The mathematical structure of two-stage and multistage cancer models discussed so far precludes them from predicting a decrease in cancer incidence at old ages.75 A new model that explicitly addresses this issue was developed by Pompei and Wilson.83,87,88 The model assumes that carcinogenesis proceeds according to Armitage–Doll multistage principles throughout most of the life span of an individual. At old ages, it is modified by a “cancer extinction” term. An important qualitative implication of the Pompei–Wilson model is that lifetime cancer incidence is predicted to be less than unity, ie, cancer is not a certainty even in the absence of competing risks.
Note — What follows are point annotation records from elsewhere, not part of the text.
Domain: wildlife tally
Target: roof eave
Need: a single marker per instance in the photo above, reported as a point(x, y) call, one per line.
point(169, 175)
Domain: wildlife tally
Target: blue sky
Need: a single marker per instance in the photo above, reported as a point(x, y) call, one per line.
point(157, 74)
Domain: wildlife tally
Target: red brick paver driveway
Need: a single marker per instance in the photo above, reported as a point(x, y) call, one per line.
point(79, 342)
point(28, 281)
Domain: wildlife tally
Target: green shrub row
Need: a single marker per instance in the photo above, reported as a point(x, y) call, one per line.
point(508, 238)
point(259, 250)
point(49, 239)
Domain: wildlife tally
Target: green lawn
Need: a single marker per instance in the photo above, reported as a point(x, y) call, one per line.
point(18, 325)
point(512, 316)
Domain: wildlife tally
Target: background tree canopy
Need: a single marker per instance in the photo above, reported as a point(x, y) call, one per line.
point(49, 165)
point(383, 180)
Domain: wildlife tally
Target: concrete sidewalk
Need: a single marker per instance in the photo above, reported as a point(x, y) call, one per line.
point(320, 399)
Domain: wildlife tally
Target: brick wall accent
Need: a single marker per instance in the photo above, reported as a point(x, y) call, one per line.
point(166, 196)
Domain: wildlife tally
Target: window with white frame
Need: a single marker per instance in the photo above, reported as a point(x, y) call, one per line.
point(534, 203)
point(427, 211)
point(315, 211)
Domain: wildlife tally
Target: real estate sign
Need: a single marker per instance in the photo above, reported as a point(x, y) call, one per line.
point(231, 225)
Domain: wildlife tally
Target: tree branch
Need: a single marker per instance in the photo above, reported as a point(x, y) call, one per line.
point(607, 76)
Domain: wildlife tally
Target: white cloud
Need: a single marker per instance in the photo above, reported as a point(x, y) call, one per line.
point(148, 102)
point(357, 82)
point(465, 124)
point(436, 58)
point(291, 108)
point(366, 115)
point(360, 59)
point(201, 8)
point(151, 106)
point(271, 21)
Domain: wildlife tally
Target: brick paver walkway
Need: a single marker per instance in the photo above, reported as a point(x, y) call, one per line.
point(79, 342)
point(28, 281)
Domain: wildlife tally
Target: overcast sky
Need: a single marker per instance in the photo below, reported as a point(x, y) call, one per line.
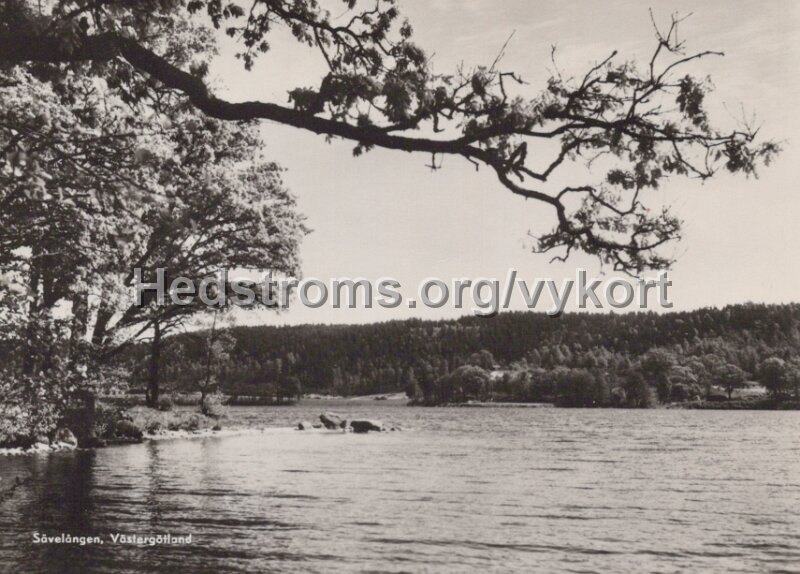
point(386, 214)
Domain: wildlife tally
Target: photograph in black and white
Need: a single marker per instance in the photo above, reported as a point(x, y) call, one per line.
point(399, 286)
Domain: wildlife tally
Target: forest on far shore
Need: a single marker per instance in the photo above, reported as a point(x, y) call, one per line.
point(630, 360)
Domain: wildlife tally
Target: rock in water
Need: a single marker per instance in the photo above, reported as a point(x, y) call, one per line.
point(65, 436)
point(366, 426)
point(332, 421)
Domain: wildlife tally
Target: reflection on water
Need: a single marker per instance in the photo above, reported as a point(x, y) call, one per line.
point(468, 489)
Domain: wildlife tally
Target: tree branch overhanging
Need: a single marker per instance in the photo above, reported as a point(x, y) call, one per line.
point(648, 125)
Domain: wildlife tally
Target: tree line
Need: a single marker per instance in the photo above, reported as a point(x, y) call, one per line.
point(635, 359)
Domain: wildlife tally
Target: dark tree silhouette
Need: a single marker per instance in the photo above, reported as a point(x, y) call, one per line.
point(643, 123)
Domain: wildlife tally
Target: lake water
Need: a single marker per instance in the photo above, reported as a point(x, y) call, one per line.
point(466, 490)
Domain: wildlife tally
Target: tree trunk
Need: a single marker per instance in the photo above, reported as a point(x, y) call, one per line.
point(104, 315)
point(155, 363)
point(31, 344)
point(80, 321)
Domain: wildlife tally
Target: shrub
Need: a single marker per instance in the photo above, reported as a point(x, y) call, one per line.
point(31, 408)
point(212, 406)
point(165, 403)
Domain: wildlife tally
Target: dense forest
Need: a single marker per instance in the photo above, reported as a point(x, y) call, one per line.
point(634, 359)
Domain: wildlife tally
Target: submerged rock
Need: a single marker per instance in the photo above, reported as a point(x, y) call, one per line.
point(64, 436)
point(332, 421)
point(364, 426)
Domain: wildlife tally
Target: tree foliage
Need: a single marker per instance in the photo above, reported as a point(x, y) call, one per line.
point(641, 122)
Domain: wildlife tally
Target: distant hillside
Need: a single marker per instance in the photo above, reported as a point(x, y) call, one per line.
point(392, 356)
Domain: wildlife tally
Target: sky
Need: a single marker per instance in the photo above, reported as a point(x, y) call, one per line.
point(387, 214)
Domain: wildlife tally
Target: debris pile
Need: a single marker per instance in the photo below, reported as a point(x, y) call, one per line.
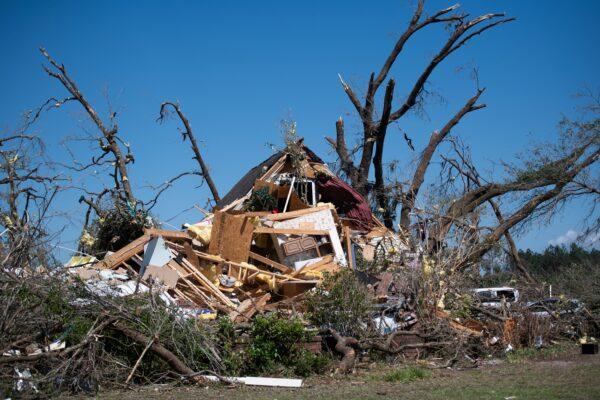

In general, the lack of detailed treatment of radiation-specific effects typically limits risk predictions from long-term models to exposure conditions where a known shape for the early dose–response relationship, eg, a linear shape, holds. Situations where this dose–response relationship itself requires mechanistic analyses, such as at high fractionated radiotherapeutic doses, are difficult to describe solely with long-term models. Conversely, the more detailed dose responses produced by short-term models can be converted into cancer risk at much later times only by considering the effects of factors such as age at exposure and time since exposure, which are not explicitly taken into account by the short-term formalisms. A unified approach of integrating short- and long-term formalisms is needed, where a detailed initial dose response for premalignant cell numbers is produced over a wide range of doses, and changes to the shape of this dose response over the latency period before the development of cancer are also analyzed. Specific examples of mechanistic models of spontaneous and radiation-induced carcinogenesis unifying short- and long-term processes were developed by Shuryak et al.7,8,37 Alternative examples of unifying long- and short-term models are certainly possible. A summary of the widely accepted short and long-term carcinogenesis models is provided in Table 1.

Table 1

A summary of contemporary carcinogenesis models

Biological model	Advantages/disadvantages
Linear–quadratic exponential model	Short-term model, simple in formalismUnderestimates risks of high radiation doses
Initiation, inactivation, proliferation model	Short-term model, accounts for compensatory proliferation
Armitage–Doll model	Long-term model, accounts for background carcinogenesis
Two-stage clonal expansion model	Long-term model, fits spontaneous cancer incidence in humans well (to an approximation)
Shuryak–Brenner model	Unified approach of integrating short- and long-term formalisms and biological processes

Summary

While reported clinical outcomes from following long-term survivors in large epidemiologic studies have provided significant insights and much of the clinical evidence on the impact of radiotherapy for second cancer risks, the application of these findings toward optimizing risks in the modern clinical setting remains controversial and an evolving field of investigation. Genetic markers, molecular pathways, and evolving radiation techniques will serve to more accurately define these risks for subgroups of patients in the emerging era of personalized medicine. There remain many unanswered questions in this field that await further advances in modern genetics and carcinogenesis modeling to address. Future insights and novel tools for optimizing second cancer risks will be invaluable for making treatment decisions to benefit cancer patients.